Management of patients with chronic disease consumes a significant proportion of the total health care expenditure in the United States. Many of these diseases, such as heart disease, are widely prevalent and have significant annual incidences as well. Patients with chronic heart disease can receive implanted cardiac rhythm management (CRM) devices such as pacemakers, implantable cardioverter defibrillators (ICDs), and heart failure cardiac resynchronization therapy (CRT) devices to provide treatment for the disease.
Advanced patient management (APM) systems allow caregivers to remotely gather and analyze data associated with a patient and the patient's CRM device. APM systems provide a vast amount of information to the caregiver in an automated manner. This information can provide insights into a patient's well being and help the caregiver predict significant changes in a patient's health, such as a decompensation event associated with a heart attack. However, the time lag between when data is updated on a CRM device and when it is collected, analyzed, and presented for review by the APM system can reduce the timeliness of the information provided to the caregiver.

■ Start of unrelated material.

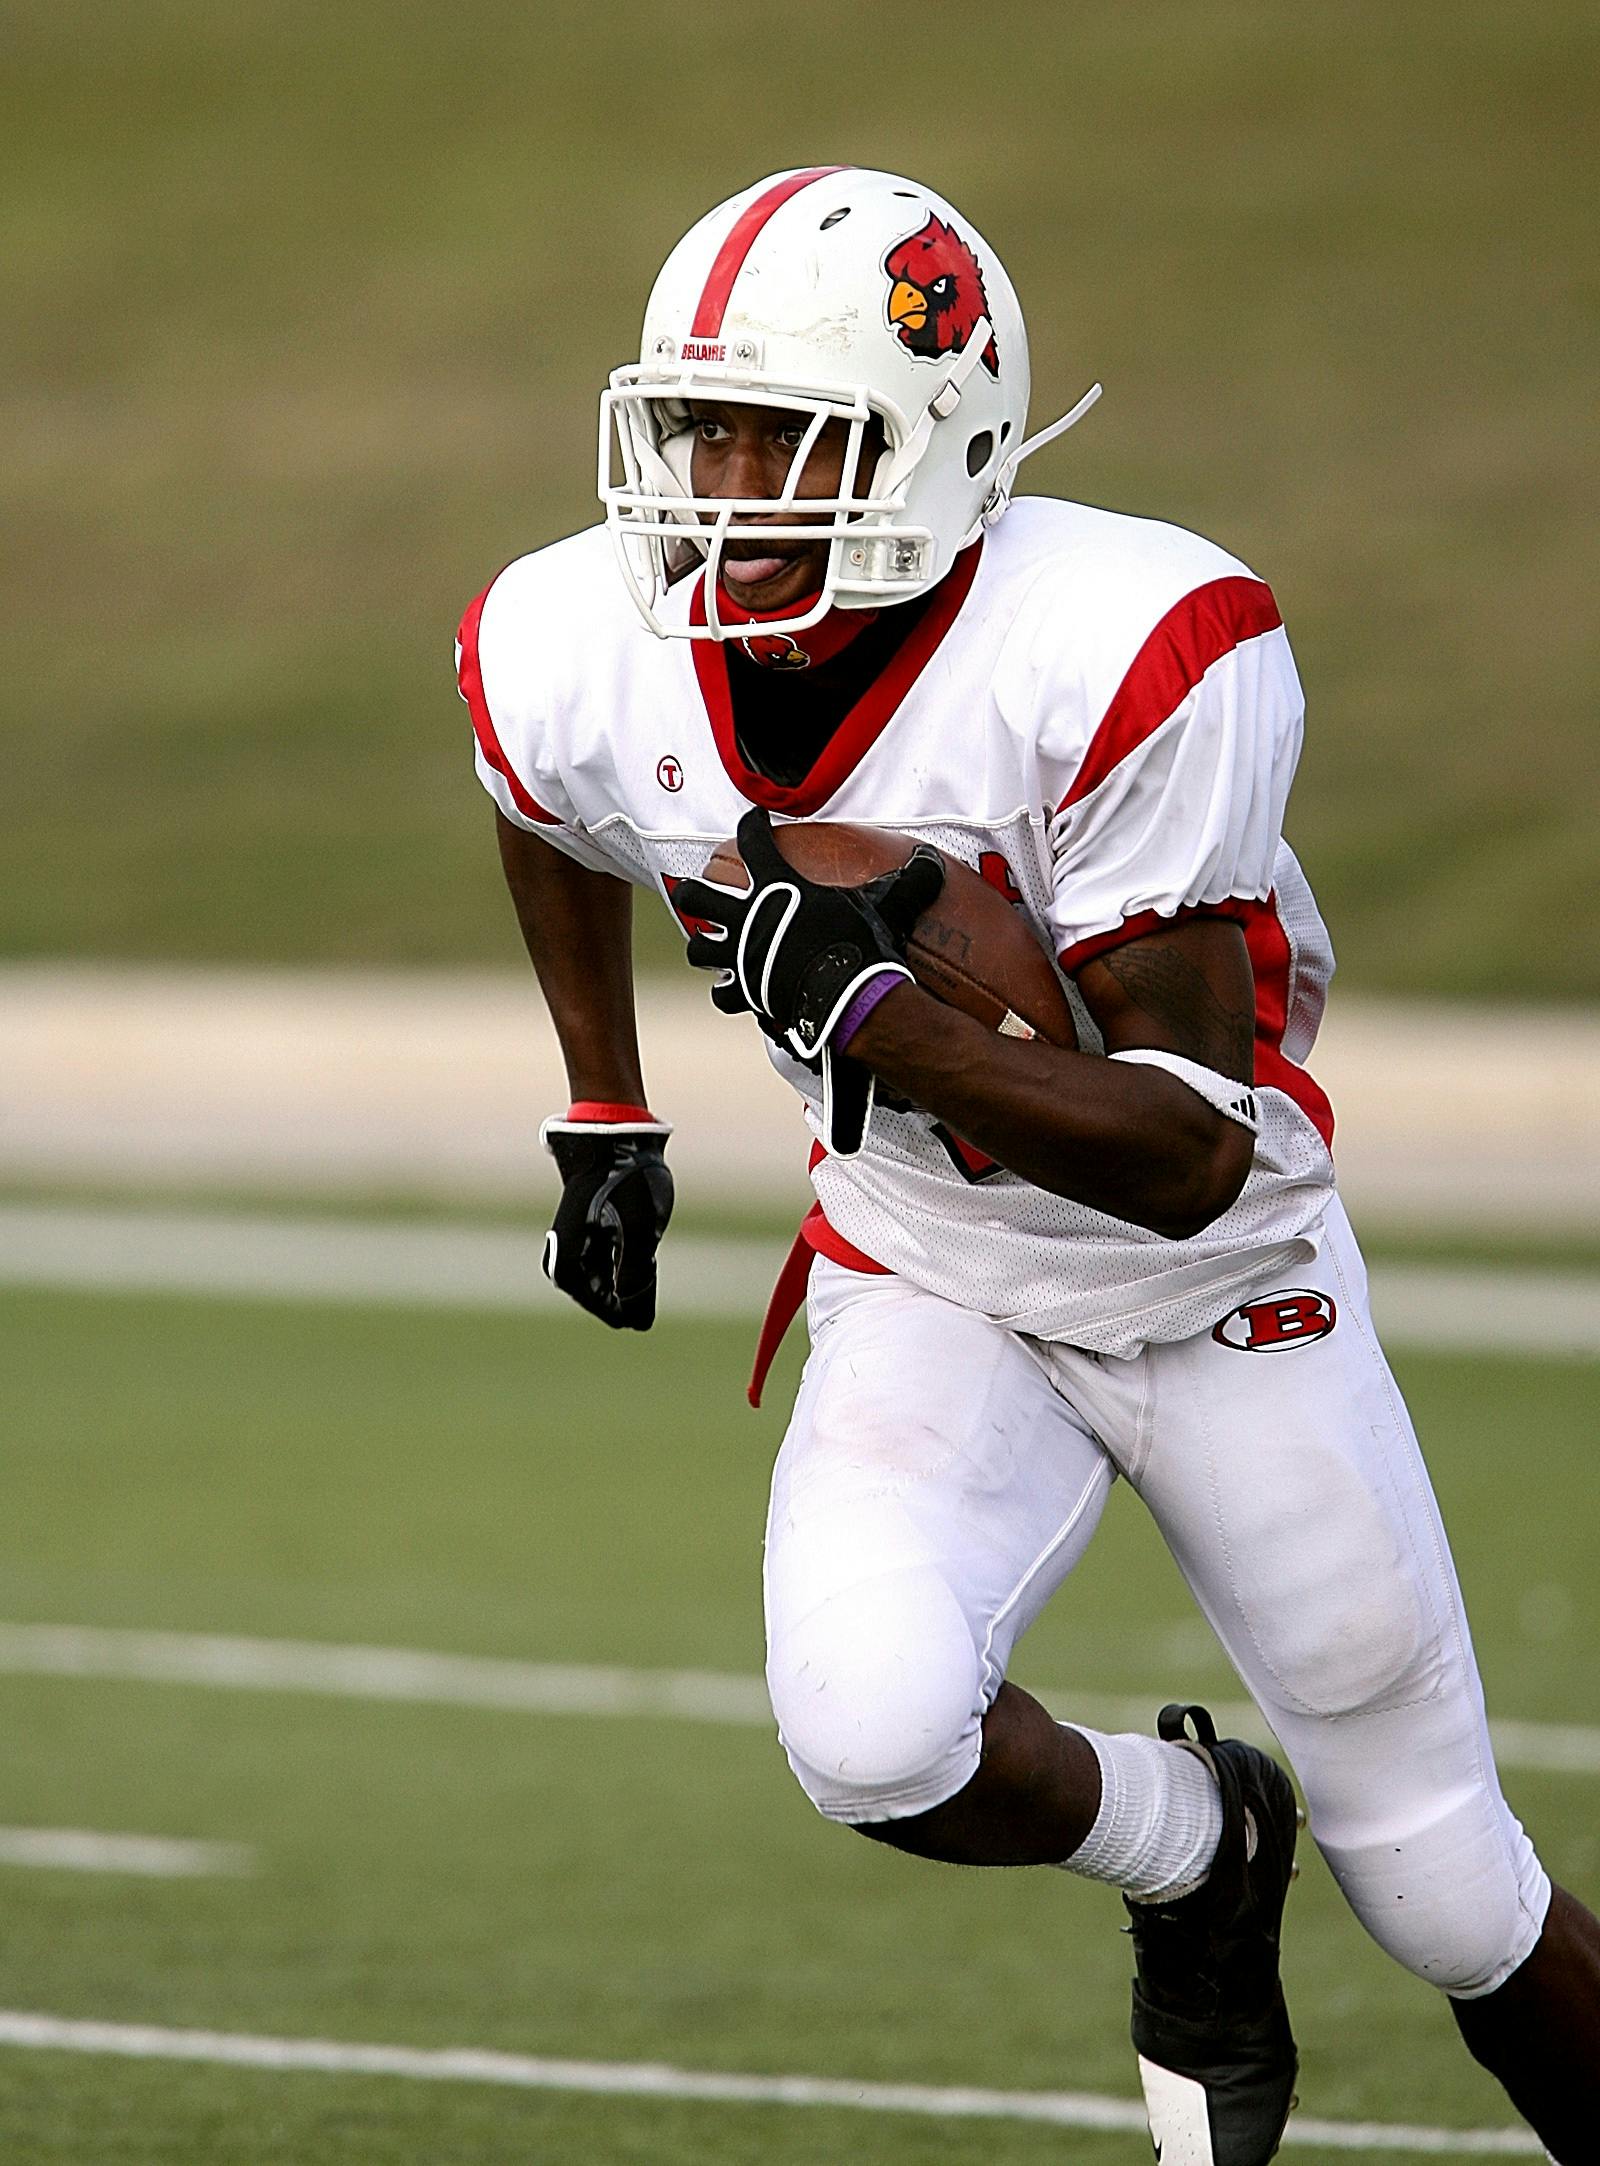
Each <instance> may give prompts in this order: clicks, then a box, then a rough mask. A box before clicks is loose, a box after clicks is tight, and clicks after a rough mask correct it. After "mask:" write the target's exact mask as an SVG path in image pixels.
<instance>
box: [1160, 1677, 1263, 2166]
mask: <svg viewBox="0 0 1600 2166" xmlns="http://www.w3.org/2000/svg"><path fill="white" fill-rule="evenodd" d="M1191 1724H1193V1737H1191V1733H1189V1726H1191ZM1156 1735H1158V1737H1163V1739H1165V1741H1167V1744H1182V1746H1189V1748H1191V1750H1193V1752H1199V1757H1202V1759H1204V1761H1206V1765H1208V1767H1210V1772H1212V1774H1215V1776H1217V1783H1219V1787H1221V1796H1223V1832H1221V1841H1219V1845H1217V1858H1215V1863H1212V1867H1210V1874H1208V1878H1206V1882H1204V1884H1202V1887H1197V1889H1195V1891H1193V1895H1180V1897H1178V1900H1176V1902H1128V1917H1130V1921H1132V1923H1130V1928H1128V1930H1130V1932H1132V1952H1135V1962H1137V1967H1139V1975H1137V1978H1135V1984H1132V2043H1135V2051H1137V2053H1139V2079H1141V2084H1143V2090H1145V2112H1147V2114H1150V2138H1152V2142H1154V2147H1156V2157H1158V2160H1160V2166H1267V2160H1271V2157H1273V2155H1275V2151H1277V2144H1280V2140H1282V2136H1284V2123H1286V2121H1288V2114H1290V2108H1293V2105H1295V2073H1297V2069H1299V2058H1297V2053H1295V2036H1293V2032H1290V2027H1288V2008H1286V2006H1284V1986H1282V1982H1280V1978H1277V1934H1280V1926H1282V1917H1284V1897H1286V1895H1288V1882H1290V1880H1293V1878H1295V1828H1297V1826H1299V1817H1301V1815H1299V1811H1297V1806H1295V1789H1293V1785H1290V1780H1288V1776H1286V1774H1284V1770H1282V1767H1280V1765H1277V1761H1273V1759H1269V1757H1267V1752H1258V1750H1256V1748H1254V1746H1247V1744H1241V1741H1238V1739H1236V1737H1230V1739H1225V1741H1223V1744H1217V1726H1215V1724H1212V1720H1210V1715H1208V1713H1206V1709H1204V1707H1182V1705H1173V1707H1163V1709H1160V1715H1158V1720H1156ZM1124 1902H1126V1897H1124Z"/></svg>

For example, CRM devices can update device data stored in the CRM device memory at periodic intervals, such as once per day. One example of device data that can be updated periodically by a CRM device is heart rate variability. For example, the CRM device can be programmed to update an average heart rate variability for a patient once per day. The timing for these device updates is usually arbitrarily set at the time at which the CRM device is originally initiated prior to or at the time of implantation. There can be a significant time lag due to a lack of coordination between the device data update time by a CRM device and the time at which an APM system collects data from (e.g., interrogates) the device.
For example, a CRM device can be arbitrarily set to update device data at time-of-day A in day 1, as shown in FIG. 1. Assume that the APM system interrogates the CRM device at time-of-day B in day 2, and that the caregiver accesses the APM system to review the information that the APM system has collected from the device and analyzed at time-of-day C. Although the entire interval or lag D between device data (time-of-day A) and caregiver review (time-of-day C) spans two days, it is a relatively short period, so that the caregiver is reviewing recently acquired and analyzed information.
However, in another example shown in FIG. 2, assume again that the CRM device is arbitrarily set to update device data at time-of-day A earlier in day 1, and that the APM system interrogates the CRM device at time-of-day B in day 2. Also assume that the caregiver does not review the information on the APM system until later at time-of-day C. In this scenario, lag D is more significant, resulting in less-timely information being provided to the caregiver. In a worst-case scenario based on daily device updates and interrogations, the caregiver could be presented with information that is forty-eight (48) hours old. It is desirable to minimize lag D so that the caregiver is given data that is as current as possible so that the caregiver can make timely decisions regarding a patient's health.
In addition to the potential time lag problems associated with the collection of data, an APM system can potentially be used to analyze data associated with thousands or millions of patients at any given time. It is therefore desirable to optimize analysis of data on the APM system such that the APM system can efficiently analyze each patient's data while presenting current data to each caregiver as the caregiver accesses the APM system.